Auch in der Krise geht es in Marwitz weiter, online gibt es den 24-Stunden-Versandhandel. „Der Onlinehandel macht bereits 50 Prozent unseres Geschäfts aus“, sagt Olaf Elias. „Wir hoffen, dass wir auch die Lieferketten halten können. Wir haben zum Beispiel auch Kunden in Dänemark.“ Hauptschwerpunkt des Geschäfts ist der Handel mit historischen Türen und Fenstern – gut 3000 verschiedene Teile sind in Marwitz zu finden. „Es sind Originalbauteile, keine Nachbauten.“ Vom Barock über Bauhaus und DDR-Stücke sei alles dabei, was in den vergangenen 300 Jahren gefertigt worden sei. Die Teile stammen von Entkernungen, Abrissen oder aus Sammlungsauflösungen. Auch Backsteine, Zäune, Säulen, Fußböden, Dielen und Fliesenböden sind darunter.

„Vorrangig melden sich bei uns Bauherren und Architekten, aber auch Denkmalpfleger“, sagt Olaf Elias. „Und der Häuslebauer, von der Datsche bis zum Schloss.“ Auch Hotelbetreiber und Gastronomen erkundigen sich. „Die Grundidee damals war, dass man nun im Zuge der Modernisierung Ostdeutschlands eine Lanze für das Original bricht.“ Damals seien reihenweise alte Baustoffe entsorgt worden. Vor allem mit Material aus den 1920er- und 30er-Jahren sei die DDR voll gewesen. Olaf Elias hatte unterdessen schon in Frankreich und England Geschäfte besichtigt, wo solche historischen Bauelemente verkauft wurden. „In jedem dritten Dorf gibt es dort so einen Laden.“ Er selbst hatte Geschichte und Philosophie studiert und sei in einer Findungsphase gewesen. „So wurde ich dann zum Kaufmann.“
Die spannendsten Stücke in 30 Jahren? „Wir hatten vieles vom Umbau des Reichstags hier, auch aus der Staatsbibliothek Unter den Linden. Säulen, Figurenfragmente von Stadtschlössern in Berlin und Potsdam, aus der Garnisonkirche.“ Kein Wunder, dass sich auch Film- und Fernsehproduktionen an die Marwitzer wenden. Für viele Babelsberger Produktionen konnte zugeliefert werden.

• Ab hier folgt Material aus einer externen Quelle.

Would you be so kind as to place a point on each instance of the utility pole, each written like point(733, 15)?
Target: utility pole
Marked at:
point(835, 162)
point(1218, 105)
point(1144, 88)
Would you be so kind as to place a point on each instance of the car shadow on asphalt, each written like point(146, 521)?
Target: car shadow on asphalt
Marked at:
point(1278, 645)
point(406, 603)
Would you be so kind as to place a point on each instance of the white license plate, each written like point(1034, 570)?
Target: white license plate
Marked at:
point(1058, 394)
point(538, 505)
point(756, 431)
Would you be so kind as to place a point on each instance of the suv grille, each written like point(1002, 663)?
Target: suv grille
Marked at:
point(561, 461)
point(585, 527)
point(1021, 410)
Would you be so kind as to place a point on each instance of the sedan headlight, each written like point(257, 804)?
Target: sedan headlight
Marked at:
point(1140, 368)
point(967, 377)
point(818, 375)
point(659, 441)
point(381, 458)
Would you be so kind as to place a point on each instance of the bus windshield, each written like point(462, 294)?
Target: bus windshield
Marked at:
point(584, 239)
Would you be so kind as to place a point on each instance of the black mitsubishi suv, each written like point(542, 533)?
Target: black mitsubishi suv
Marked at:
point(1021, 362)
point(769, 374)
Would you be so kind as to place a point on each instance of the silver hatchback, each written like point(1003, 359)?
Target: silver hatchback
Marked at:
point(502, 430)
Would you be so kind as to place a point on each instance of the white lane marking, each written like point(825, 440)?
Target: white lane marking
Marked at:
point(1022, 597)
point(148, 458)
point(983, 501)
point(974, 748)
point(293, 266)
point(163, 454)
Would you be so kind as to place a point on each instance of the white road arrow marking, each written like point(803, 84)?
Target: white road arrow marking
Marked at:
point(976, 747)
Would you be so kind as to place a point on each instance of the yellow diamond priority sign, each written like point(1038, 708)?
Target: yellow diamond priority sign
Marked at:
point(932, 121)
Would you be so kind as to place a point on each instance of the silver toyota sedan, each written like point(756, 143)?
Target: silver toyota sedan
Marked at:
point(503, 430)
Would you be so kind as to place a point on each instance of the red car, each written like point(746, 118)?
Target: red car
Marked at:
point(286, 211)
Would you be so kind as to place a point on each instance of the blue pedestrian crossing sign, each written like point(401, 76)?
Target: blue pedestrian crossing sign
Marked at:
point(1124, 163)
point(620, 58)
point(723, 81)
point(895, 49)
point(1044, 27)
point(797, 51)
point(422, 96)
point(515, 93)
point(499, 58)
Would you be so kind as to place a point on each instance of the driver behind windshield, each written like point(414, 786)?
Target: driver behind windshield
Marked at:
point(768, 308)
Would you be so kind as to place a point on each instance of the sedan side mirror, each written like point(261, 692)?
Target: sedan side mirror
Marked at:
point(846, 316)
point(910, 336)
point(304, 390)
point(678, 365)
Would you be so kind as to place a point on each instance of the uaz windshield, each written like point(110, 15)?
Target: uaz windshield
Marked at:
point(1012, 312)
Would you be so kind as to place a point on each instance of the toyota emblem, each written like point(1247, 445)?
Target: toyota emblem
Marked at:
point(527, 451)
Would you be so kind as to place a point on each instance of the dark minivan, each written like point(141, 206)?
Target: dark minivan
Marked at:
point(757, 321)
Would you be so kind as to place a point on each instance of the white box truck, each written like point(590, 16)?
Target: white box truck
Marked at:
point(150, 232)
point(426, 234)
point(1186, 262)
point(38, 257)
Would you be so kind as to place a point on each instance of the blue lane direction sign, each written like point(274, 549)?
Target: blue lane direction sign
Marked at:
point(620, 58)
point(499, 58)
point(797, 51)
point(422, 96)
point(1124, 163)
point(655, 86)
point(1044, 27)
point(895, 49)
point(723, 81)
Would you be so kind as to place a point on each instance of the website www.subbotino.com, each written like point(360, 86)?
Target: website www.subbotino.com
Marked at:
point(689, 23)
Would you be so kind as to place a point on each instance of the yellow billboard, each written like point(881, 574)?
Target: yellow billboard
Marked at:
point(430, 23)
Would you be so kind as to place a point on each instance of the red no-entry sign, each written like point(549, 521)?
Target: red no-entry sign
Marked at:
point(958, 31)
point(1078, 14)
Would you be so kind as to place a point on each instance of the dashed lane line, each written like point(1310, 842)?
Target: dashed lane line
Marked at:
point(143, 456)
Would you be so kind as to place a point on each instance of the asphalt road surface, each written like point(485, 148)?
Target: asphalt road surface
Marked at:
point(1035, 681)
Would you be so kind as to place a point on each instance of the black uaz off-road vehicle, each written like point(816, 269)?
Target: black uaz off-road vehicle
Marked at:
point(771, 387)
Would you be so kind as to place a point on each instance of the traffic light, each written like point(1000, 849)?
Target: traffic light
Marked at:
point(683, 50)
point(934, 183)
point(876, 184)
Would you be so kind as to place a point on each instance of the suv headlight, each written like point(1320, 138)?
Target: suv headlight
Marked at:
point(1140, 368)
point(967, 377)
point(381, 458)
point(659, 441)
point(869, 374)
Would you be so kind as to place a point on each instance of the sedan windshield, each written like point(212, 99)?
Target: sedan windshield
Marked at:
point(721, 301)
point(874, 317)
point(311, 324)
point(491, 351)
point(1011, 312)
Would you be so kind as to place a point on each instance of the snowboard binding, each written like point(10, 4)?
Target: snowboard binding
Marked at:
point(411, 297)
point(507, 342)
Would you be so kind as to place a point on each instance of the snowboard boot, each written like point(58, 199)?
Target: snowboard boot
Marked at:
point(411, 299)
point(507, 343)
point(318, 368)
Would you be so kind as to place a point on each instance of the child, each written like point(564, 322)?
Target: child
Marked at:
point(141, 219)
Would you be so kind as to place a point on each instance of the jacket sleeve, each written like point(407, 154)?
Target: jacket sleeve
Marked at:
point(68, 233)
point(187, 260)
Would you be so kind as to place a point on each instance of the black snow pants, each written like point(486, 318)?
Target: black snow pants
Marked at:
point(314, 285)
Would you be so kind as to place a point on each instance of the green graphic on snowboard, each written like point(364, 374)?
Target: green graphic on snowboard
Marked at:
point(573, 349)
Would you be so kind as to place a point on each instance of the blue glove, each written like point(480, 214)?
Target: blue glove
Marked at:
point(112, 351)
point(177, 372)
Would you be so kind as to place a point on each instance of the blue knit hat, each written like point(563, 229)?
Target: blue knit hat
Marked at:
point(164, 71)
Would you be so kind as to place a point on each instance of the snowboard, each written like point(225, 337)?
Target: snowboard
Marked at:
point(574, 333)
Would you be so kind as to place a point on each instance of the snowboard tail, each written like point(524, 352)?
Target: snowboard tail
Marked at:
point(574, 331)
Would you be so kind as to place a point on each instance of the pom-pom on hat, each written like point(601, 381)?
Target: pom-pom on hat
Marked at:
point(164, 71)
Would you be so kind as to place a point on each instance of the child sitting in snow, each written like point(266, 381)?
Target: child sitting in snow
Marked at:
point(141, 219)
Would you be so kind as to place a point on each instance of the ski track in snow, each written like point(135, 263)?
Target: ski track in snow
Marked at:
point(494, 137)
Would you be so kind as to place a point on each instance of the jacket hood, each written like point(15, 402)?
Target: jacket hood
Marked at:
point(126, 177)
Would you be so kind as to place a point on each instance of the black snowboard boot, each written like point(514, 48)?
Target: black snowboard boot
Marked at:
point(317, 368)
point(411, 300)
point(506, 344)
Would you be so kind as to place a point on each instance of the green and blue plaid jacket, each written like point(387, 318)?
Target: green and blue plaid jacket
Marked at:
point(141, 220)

An sich – sieht man von der aktuellen Lage ab – gehe es dem Unternehmen gut. „Wir haben eine kleine Marktnische besetzt“, sagt Olaf Elias. In dieser seien die „Historischen Elemente“ in Marwitz eine der größten Firmen in Deutschland. „Da unsere Kunden langfristig planen, wird uns die Krise nicht so hart treffen. Aber die schlechte Stimmung könnte uns auch mit ergreifen. Deswegen muntere ich meine Mitarbeiter morgens immer auf.“
Acht Angestellte arbeiten in Marwitz, hinzu kommen externe Handwerksfirmen, und auch um eine Nachfolge muss sich Olaf Elias wohl keine Sorge machen. Es könnte gut sein, dass seine Tochter in zehn Jahren übernimmt.